We had Chinese takeaways for dinner then began what we are determined will be our new after-dinner ritual: we went for a walk along the river and through the park. Although it is not as beautiful as an English countryside, the neighbourhood has a real charm which already has drawn us in.

Rose pointed out that there are lovely pink and crimson manuka (tea) trees in our garden, so we have formally named our new home The Teahouse. Or as I shall always consider it, since if two words are good then surely nine are even better,

The teahouse by the river,
under the lemonwood trees.

See, it already has its own tiny poem. It's that kind of house.

But I am very tired now. So I wish you good night.

house of winds and lemons and love


Her name is Lillian. Actually, I think her name is Claire, but everyone else says Lillian, for important spiritual reasons which I appreciate since my own daughter has Lily as part of her name for those same reasons, so I will quietly concur before she simply becomes, from rapid habit, New House.

She smiles at us as we walk through her spaces cleaning them, blessing them, filling them with our dreams. She showed me how I could get my big, sunlit schoolroom in the room without right angles after all. She shared her own vision of a cosy lounge as I vacuumed the back room, and I saw all at once how it could indeed work.

I sense she wants to be lived in. I sense she loves being cleaned, coddled, opened, filled up with light.




I hope you all had a blessed holyday, whether it was Halloween, All Hallow's Eve, Samhain, or Beltane. We tried to wash our faces in rose petal dew this morning, as is our custom on this day, but the sun had already dried the flowers. So we washed our feet amongst the grass instead. I gave Rose a bird-decorated box filled with fire-coloured, gold-hearted chocolates and a candle to celebrate the light. She also got an azalea bush which she planted at the new house. If we weren't in the middle of moving, we would have gone out gathering flowers and making brightly coloured suncatchers for our windows.

I am so looking forward to the restoration of our warm and peacefully rhythmic life once more.

image credit

for samhain in summer


pumpkins unfurled in savage happiness
and long strings of pearls
dozens of silk-wrapped wishes
and some grey kittens
stacked in the arms of an angel
to feed the universe


carry on tuesday
(it's been a long while since I wrote a poem - I know, it shows.)



in the bothy & the frothy


At the edge of a valley there is a grey and gold house, hedged in, a little damaged by unkind people who did not know how to bless it with cleanliness, with love, when they left.

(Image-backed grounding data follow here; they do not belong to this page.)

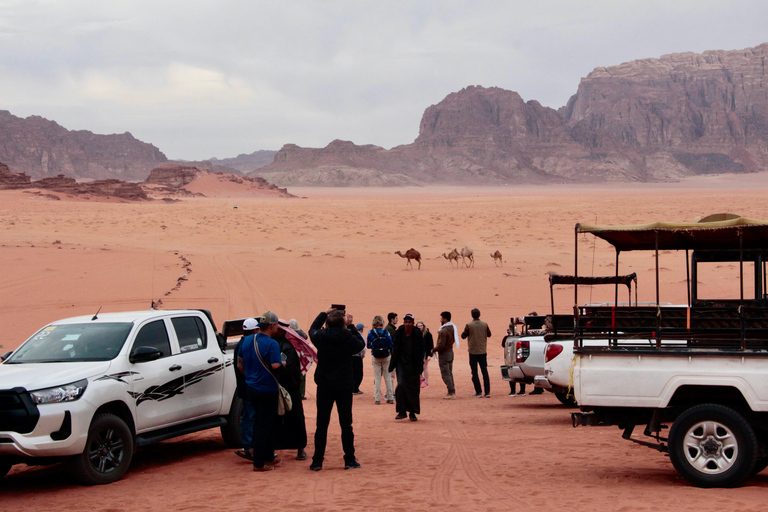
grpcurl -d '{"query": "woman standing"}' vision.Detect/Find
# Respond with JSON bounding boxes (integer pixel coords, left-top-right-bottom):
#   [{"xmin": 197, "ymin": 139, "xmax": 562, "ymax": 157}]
[
  {"xmin": 416, "ymin": 320, "xmax": 434, "ymax": 388},
  {"xmin": 367, "ymin": 315, "xmax": 394, "ymax": 404},
  {"xmin": 273, "ymin": 323, "xmax": 308, "ymax": 460}
]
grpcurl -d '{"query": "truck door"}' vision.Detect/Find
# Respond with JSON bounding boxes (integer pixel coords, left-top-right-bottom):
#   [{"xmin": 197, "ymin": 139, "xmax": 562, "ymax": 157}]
[
  {"xmin": 167, "ymin": 314, "xmax": 225, "ymax": 419},
  {"xmin": 128, "ymin": 319, "xmax": 187, "ymax": 431}
]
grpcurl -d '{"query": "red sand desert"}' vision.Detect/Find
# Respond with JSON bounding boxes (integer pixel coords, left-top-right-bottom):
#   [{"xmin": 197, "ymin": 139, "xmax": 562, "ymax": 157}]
[{"xmin": 2, "ymin": 175, "xmax": 768, "ymax": 510}]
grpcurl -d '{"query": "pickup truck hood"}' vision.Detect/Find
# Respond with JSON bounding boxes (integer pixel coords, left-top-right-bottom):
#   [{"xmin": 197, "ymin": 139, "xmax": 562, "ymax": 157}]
[{"xmin": 0, "ymin": 361, "xmax": 111, "ymax": 391}]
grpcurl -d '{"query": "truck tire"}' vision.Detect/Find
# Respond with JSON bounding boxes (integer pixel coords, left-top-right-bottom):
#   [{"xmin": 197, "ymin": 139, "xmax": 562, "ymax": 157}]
[
  {"xmin": 668, "ymin": 404, "xmax": 757, "ymax": 488},
  {"xmin": 220, "ymin": 394, "xmax": 243, "ymax": 449},
  {"xmin": 554, "ymin": 391, "xmax": 578, "ymax": 407},
  {"xmin": 68, "ymin": 413, "xmax": 134, "ymax": 485},
  {"xmin": 0, "ymin": 458, "xmax": 11, "ymax": 479}
]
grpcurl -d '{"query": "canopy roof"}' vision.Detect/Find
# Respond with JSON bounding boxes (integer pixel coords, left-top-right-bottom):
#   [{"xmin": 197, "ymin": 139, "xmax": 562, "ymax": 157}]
[
  {"xmin": 549, "ymin": 273, "xmax": 637, "ymax": 287},
  {"xmin": 576, "ymin": 216, "xmax": 768, "ymax": 252}
]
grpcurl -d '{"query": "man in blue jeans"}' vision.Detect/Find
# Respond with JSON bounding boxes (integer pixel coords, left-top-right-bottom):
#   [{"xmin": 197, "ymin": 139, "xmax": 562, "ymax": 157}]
[
  {"xmin": 238, "ymin": 311, "xmax": 284, "ymax": 471},
  {"xmin": 233, "ymin": 318, "xmax": 259, "ymax": 460}
]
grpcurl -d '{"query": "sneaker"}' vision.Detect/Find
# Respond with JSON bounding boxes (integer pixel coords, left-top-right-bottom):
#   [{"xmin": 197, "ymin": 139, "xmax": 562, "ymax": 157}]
[
  {"xmin": 516, "ymin": 393, "xmax": 526, "ymax": 397},
  {"xmin": 344, "ymin": 460, "xmax": 361, "ymax": 470},
  {"xmin": 446, "ymin": 393, "xmax": 456, "ymax": 400},
  {"xmin": 409, "ymin": 412, "xmax": 418, "ymax": 421},
  {"xmin": 386, "ymin": 399, "xmax": 394, "ymax": 404},
  {"xmin": 265, "ymin": 457, "xmax": 282, "ymax": 468},
  {"xmin": 508, "ymin": 392, "xmax": 516, "ymax": 397},
  {"xmin": 395, "ymin": 412, "xmax": 407, "ymax": 420},
  {"xmin": 484, "ymin": 394, "xmax": 491, "ymax": 398},
  {"xmin": 473, "ymin": 393, "xmax": 483, "ymax": 398},
  {"xmin": 253, "ymin": 465, "xmax": 275, "ymax": 472},
  {"xmin": 309, "ymin": 462, "xmax": 323, "ymax": 471},
  {"xmin": 296, "ymin": 451, "xmax": 307, "ymax": 461},
  {"xmin": 375, "ymin": 400, "xmax": 381, "ymax": 405}
]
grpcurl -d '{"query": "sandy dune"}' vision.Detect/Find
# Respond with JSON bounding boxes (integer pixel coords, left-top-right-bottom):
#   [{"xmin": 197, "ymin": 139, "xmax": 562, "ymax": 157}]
[{"xmin": 2, "ymin": 174, "xmax": 768, "ymax": 510}]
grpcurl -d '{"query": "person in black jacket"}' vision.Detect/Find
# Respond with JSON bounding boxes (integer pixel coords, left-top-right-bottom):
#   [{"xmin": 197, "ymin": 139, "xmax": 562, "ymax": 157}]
[
  {"xmin": 308, "ymin": 307, "xmax": 366, "ymax": 471},
  {"xmin": 389, "ymin": 313, "xmax": 425, "ymax": 421},
  {"xmin": 273, "ymin": 324, "xmax": 308, "ymax": 461}
]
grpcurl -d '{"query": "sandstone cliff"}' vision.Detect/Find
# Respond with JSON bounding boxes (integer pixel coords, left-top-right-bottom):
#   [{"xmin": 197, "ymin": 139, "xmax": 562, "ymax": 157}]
[
  {"xmin": 257, "ymin": 43, "xmax": 768, "ymax": 185},
  {"xmin": 0, "ymin": 111, "xmax": 167, "ymax": 181}
]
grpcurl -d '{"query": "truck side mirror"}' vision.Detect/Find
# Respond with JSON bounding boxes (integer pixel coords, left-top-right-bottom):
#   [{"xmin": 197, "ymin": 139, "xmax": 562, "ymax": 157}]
[
  {"xmin": 0, "ymin": 350, "xmax": 12, "ymax": 362},
  {"xmin": 130, "ymin": 346, "xmax": 163, "ymax": 363}
]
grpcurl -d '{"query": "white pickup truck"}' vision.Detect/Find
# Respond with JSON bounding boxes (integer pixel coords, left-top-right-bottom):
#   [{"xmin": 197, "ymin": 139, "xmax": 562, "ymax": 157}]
[
  {"xmin": 570, "ymin": 214, "xmax": 768, "ymax": 488},
  {"xmin": 0, "ymin": 309, "xmax": 241, "ymax": 485}
]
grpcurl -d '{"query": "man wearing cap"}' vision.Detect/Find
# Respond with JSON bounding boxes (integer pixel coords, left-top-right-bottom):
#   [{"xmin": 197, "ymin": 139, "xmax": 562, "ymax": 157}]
[
  {"xmin": 308, "ymin": 307, "xmax": 366, "ymax": 471},
  {"xmin": 233, "ymin": 318, "xmax": 259, "ymax": 460},
  {"xmin": 389, "ymin": 313, "xmax": 425, "ymax": 421},
  {"xmin": 351, "ymin": 323, "xmax": 366, "ymax": 395},
  {"xmin": 237, "ymin": 311, "xmax": 284, "ymax": 471}
]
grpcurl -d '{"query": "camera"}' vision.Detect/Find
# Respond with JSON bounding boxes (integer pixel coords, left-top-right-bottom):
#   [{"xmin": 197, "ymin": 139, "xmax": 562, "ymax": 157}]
[{"xmin": 331, "ymin": 304, "xmax": 346, "ymax": 311}]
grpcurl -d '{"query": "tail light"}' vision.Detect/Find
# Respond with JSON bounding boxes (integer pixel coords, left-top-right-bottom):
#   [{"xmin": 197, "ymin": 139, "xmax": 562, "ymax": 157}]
[
  {"xmin": 515, "ymin": 340, "xmax": 530, "ymax": 363},
  {"xmin": 545, "ymin": 343, "xmax": 564, "ymax": 363}
]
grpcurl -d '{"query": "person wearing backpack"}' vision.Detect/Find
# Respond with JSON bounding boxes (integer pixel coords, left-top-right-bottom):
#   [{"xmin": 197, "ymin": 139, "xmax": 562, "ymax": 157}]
[{"xmin": 367, "ymin": 315, "xmax": 394, "ymax": 405}]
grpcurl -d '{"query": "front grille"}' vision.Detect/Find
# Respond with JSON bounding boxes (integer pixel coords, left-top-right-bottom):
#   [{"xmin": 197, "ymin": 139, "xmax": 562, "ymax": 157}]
[{"xmin": 0, "ymin": 388, "xmax": 40, "ymax": 434}]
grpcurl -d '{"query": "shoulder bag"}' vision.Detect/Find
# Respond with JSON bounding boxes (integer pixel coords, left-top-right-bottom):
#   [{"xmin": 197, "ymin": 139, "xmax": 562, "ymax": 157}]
[{"xmin": 253, "ymin": 337, "xmax": 293, "ymax": 416}]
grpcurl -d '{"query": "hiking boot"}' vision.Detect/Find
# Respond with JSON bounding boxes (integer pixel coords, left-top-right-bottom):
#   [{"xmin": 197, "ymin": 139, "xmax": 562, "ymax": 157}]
[
  {"xmin": 409, "ymin": 412, "xmax": 418, "ymax": 421},
  {"xmin": 344, "ymin": 460, "xmax": 361, "ymax": 470},
  {"xmin": 395, "ymin": 412, "xmax": 407, "ymax": 420}
]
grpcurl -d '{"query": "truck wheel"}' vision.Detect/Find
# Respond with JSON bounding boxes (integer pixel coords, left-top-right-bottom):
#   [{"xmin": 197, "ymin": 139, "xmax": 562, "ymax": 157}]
[
  {"xmin": 554, "ymin": 391, "xmax": 578, "ymax": 407},
  {"xmin": 668, "ymin": 404, "xmax": 757, "ymax": 488},
  {"xmin": 68, "ymin": 413, "xmax": 134, "ymax": 485},
  {"xmin": 220, "ymin": 394, "xmax": 243, "ymax": 449},
  {"xmin": 0, "ymin": 458, "xmax": 11, "ymax": 479}
]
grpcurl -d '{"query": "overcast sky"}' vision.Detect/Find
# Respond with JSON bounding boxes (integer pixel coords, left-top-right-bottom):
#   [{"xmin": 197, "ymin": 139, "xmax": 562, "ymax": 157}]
[{"xmin": 1, "ymin": 1, "xmax": 766, "ymax": 160}]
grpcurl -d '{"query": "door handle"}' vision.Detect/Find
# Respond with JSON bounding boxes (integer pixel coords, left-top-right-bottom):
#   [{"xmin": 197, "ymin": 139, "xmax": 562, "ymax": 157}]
[
  {"xmin": 169, "ymin": 364, "xmax": 182, "ymax": 371},
  {"xmin": 208, "ymin": 357, "xmax": 219, "ymax": 364}
]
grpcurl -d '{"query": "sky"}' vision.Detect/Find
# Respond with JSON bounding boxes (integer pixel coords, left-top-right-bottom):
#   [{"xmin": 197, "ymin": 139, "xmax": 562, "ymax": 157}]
[{"xmin": 1, "ymin": 1, "xmax": 767, "ymax": 161}]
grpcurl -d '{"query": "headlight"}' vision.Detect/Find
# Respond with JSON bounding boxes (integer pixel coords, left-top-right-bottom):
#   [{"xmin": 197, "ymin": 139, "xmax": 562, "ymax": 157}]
[{"xmin": 30, "ymin": 379, "xmax": 88, "ymax": 404}]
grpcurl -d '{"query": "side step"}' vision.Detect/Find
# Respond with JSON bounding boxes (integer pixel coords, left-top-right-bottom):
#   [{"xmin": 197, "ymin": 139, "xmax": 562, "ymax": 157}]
[{"xmin": 135, "ymin": 416, "xmax": 227, "ymax": 447}]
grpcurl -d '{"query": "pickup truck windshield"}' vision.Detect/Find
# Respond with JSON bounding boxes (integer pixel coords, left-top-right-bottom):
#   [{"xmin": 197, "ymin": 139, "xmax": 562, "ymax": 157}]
[{"xmin": 6, "ymin": 323, "xmax": 134, "ymax": 363}]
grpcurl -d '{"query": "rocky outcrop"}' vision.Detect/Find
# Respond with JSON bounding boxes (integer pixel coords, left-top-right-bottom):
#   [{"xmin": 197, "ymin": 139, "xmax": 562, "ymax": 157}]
[
  {"xmin": 143, "ymin": 164, "xmax": 295, "ymax": 198},
  {"xmin": 0, "ymin": 110, "xmax": 167, "ymax": 181},
  {"xmin": 207, "ymin": 150, "xmax": 278, "ymax": 172},
  {"xmin": 257, "ymin": 43, "xmax": 768, "ymax": 185}
]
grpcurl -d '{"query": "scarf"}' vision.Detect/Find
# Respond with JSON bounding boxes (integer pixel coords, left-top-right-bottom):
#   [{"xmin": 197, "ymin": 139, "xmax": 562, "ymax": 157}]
[
  {"xmin": 278, "ymin": 323, "xmax": 318, "ymax": 374},
  {"xmin": 439, "ymin": 321, "xmax": 460, "ymax": 349}
]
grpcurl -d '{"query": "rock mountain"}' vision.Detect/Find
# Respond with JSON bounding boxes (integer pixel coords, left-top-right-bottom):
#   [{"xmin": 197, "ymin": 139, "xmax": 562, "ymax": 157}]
[{"xmin": 256, "ymin": 42, "xmax": 768, "ymax": 185}]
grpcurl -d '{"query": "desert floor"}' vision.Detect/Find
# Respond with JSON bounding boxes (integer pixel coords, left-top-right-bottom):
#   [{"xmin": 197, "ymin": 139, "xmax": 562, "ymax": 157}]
[{"xmin": 3, "ymin": 174, "xmax": 768, "ymax": 510}]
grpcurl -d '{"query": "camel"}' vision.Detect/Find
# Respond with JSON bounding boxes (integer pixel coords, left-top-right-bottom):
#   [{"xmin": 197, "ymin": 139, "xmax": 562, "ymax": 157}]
[
  {"xmin": 395, "ymin": 248, "xmax": 421, "ymax": 269},
  {"xmin": 491, "ymin": 250, "xmax": 503, "ymax": 267},
  {"xmin": 442, "ymin": 248, "xmax": 460, "ymax": 268},
  {"xmin": 460, "ymin": 246, "xmax": 474, "ymax": 268}
]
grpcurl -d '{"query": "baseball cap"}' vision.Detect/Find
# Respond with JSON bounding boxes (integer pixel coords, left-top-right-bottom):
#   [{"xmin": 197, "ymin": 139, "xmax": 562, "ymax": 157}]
[
  {"xmin": 355, "ymin": 323, "xmax": 365, "ymax": 331},
  {"xmin": 403, "ymin": 313, "xmax": 415, "ymax": 321},
  {"xmin": 243, "ymin": 318, "xmax": 259, "ymax": 331},
  {"xmin": 258, "ymin": 311, "xmax": 279, "ymax": 328}
]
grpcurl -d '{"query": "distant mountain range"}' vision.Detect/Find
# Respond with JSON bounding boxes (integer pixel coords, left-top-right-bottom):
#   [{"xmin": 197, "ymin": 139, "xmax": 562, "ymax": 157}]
[{"xmin": 2, "ymin": 42, "xmax": 767, "ymax": 185}]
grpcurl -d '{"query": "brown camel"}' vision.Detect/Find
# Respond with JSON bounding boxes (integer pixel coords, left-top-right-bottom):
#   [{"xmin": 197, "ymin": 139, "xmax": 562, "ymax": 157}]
[
  {"xmin": 395, "ymin": 248, "xmax": 421, "ymax": 269},
  {"xmin": 460, "ymin": 246, "xmax": 474, "ymax": 268},
  {"xmin": 442, "ymin": 248, "xmax": 460, "ymax": 268},
  {"xmin": 491, "ymin": 250, "xmax": 503, "ymax": 267}
]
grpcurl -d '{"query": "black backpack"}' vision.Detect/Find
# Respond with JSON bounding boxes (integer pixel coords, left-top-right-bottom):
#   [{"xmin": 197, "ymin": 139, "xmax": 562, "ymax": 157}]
[{"xmin": 371, "ymin": 330, "xmax": 391, "ymax": 358}]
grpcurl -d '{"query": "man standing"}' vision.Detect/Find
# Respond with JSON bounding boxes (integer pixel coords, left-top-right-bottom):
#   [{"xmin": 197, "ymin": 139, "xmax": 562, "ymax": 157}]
[
  {"xmin": 461, "ymin": 308, "xmax": 492, "ymax": 398},
  {"xmin": 433, "ymin": 311, "xmax": 457, "ymax": 399},
  {"xmin": 308, "ymin": 307, "xmax": 366, "ymax": 471},
  {"xmin": 237, "ymin": 311, "xmax": 284, "ymax": 471},
  {"xmin": 389, "ymin": 313, "xmax": 425, "ymax": 421},
  {"xmin": 233, "ymin": 318, "xmax": 259, "ymax": 460}
]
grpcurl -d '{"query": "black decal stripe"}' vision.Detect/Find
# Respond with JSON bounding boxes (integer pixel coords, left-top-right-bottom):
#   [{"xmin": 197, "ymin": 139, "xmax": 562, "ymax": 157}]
[{"xmin": 130, "ymin": 364, "xmax": 224, "ymax": 405}]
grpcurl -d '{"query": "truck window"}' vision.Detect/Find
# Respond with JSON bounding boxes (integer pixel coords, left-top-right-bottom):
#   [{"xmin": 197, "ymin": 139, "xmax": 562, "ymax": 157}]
[
  {"xmin": 172, "ymin": 316, "xmax": 208, "ymax": 353},
  {"xmin": 133, "ymin": 320, "xmax": 171, "ymax": 357}
]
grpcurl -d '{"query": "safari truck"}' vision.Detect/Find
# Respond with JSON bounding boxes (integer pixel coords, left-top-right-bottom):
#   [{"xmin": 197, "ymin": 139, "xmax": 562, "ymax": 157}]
[
  {"xmin": 0, "ymin": 309, "xmax": 242, "ymax": 485},
  {"xmin": 570, "ymin": 214, "xmax": 768, "ymax": 487}
]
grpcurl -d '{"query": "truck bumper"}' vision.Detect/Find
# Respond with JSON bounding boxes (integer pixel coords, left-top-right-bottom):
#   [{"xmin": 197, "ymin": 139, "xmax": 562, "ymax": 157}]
[
  {"xmin": 501, "ymin": 366, "xmax": 526, "ymax": 382},
  {"xmin": 533, "ymin": 375, "xmax": 553, "ymax": 389},
  {"xmin": 0, "ymin": 400, "xmax": 94, "ymax": 458}
]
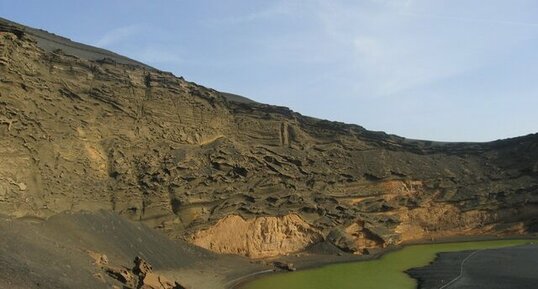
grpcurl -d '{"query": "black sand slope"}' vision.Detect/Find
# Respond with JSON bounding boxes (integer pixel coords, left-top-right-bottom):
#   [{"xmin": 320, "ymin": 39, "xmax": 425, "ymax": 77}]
[
  {"xmin": 0, "ymin": 211, "xmax": 266, "ymax": 289},
  {"xmin": 408, "ymin": 244, "xmax": 538, "ymax": 289},
  {"xmin": 406, "ymin": 250, "xmax": 476, "ymax": 289}
]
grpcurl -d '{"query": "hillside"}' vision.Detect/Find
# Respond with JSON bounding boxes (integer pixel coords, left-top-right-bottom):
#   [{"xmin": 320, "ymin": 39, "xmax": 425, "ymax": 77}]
[{"xmin": 1, "ymin": 15, "xmax": 537, "ymax": 266}]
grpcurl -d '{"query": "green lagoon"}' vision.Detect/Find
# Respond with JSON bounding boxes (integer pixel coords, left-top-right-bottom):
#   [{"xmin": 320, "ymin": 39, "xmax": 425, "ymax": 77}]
[{"xmin": 241, "ymin": 239, "xmax": 533, "ymax": 289}]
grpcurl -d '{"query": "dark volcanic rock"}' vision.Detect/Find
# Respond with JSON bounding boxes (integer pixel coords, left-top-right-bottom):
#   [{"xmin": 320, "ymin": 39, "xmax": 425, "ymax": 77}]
[
  {"xmin": 407, "ymin": 245, "xmax": 538, "ymax": 289},
  {"xmin": 406, "ymin": 250, "xmax": 475, "ymax": 289},
  {"xmin": 133, "ymin": 256, "xmax": 153, "ymax": 278},
  {"xmin": 273, "ymin": 261, "xmax": 296, "ymax": 272}
]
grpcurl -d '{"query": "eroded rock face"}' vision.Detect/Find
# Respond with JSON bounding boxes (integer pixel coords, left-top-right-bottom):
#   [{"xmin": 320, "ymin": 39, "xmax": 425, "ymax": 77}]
[
  {"xmin": 1, "ymin": 18, "xmax": 537, "ymax": 258},
  {"xmin": 191, "ymin": 214, "xmax": 322, "ymax": 258}
]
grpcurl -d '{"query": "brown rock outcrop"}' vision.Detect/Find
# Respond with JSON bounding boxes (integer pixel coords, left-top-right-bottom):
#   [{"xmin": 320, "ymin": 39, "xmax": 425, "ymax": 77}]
[
  {"xmin": 191, "ymin": 214, "xmax": 322, "ymax": 258},
  {"xmin": 104, "ymin": 256, "xmax": 187, "ymax": 289}
]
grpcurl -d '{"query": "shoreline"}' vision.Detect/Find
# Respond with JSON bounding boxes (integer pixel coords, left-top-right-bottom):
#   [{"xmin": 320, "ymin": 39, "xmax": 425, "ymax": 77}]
[{"xmin": 227, "ymin": 233, "xmax": 538, "ymax": 289}]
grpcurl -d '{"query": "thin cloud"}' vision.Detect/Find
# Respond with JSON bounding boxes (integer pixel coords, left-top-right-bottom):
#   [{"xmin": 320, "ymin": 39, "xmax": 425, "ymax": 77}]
[
  {"xmin": 369, "ymin": 0, "xmax": 415, "ymax": 10},
  {"xmin": 132, "ymin": 46, "xmax": 183, "ymax": 65},
  {"xmin": 401, "ymin": 12, "xmax": 538, "ymax": 27},
  {"xmin": 206, "ymin": 1, "xmax": 297, "ymax": 25},
  {"xmin": 313, "ymin": 1, "xmax": 537, "ymax": 98},
  {"xmin": 95, "ymin": 24, "xmax": 143, "ymax": 48}
]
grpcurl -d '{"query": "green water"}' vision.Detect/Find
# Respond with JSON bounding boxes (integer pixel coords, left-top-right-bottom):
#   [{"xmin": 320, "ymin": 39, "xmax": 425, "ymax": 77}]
[{"xmin": 241, "ymin": 239, "xmax": 533, "ymax": 289}]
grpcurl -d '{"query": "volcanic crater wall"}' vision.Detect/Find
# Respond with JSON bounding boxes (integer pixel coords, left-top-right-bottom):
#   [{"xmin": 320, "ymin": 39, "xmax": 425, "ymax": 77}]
[{"xmin": 1, "ymin": 20, "xmax": 538, "ymax": 258}]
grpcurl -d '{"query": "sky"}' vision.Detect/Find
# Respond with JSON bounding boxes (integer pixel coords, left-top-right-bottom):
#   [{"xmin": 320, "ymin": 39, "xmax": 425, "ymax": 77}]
[{"xmin": 1, "ymin": 0, "xmax": 537, "ymax": 142}]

You walk through tree shadows to its door.

You walk through an elegant front of the house (frothy), no doubt welcomed kindly by our dear housemate, to reach where we will live, Rose and I, in the sweet cosy bothy (back of the house).

We have a lounge, a schoolroom, a bedroom each (at last!) and a large white bathroom.

We have a kitchen with more windows than walls.

Outside, pavement will hold rainbows and dining furniture and a blissful sun-loving dog.

If you stand in the garden, sunlight blessing your head and filling your heart with the lovely sense of an island holiday, you will see lemon trees, lemonwood trees, and a green blossom of grass leading up to houses on a hillside. At night, they will sparkle in the dark.

If you turn a little, you will see this ~




Unless it is raining, which seems to happen often in this quiet, forest-rimmed town.

If you wander along the gentle tree-lush street, you will soon find a playground, a stream, a bakery, a fruit shop. If you travel for ten minutes, you will come to my favourite little coastal village, where you can buy a hot chocolate and sit on the beach, looking for dolphins, listening for dreams.

Home.

It seems strange to not be there yet.

Jenn


Happy birthday to beautiful Jenn!! One of my absolutely favourite people in Blogland. I feel very blessed to have gotten to know her a little through her weblog and her kind comments, and to have been inspired over and again by the activities, ideas, ideals, and spirit she has generously shared.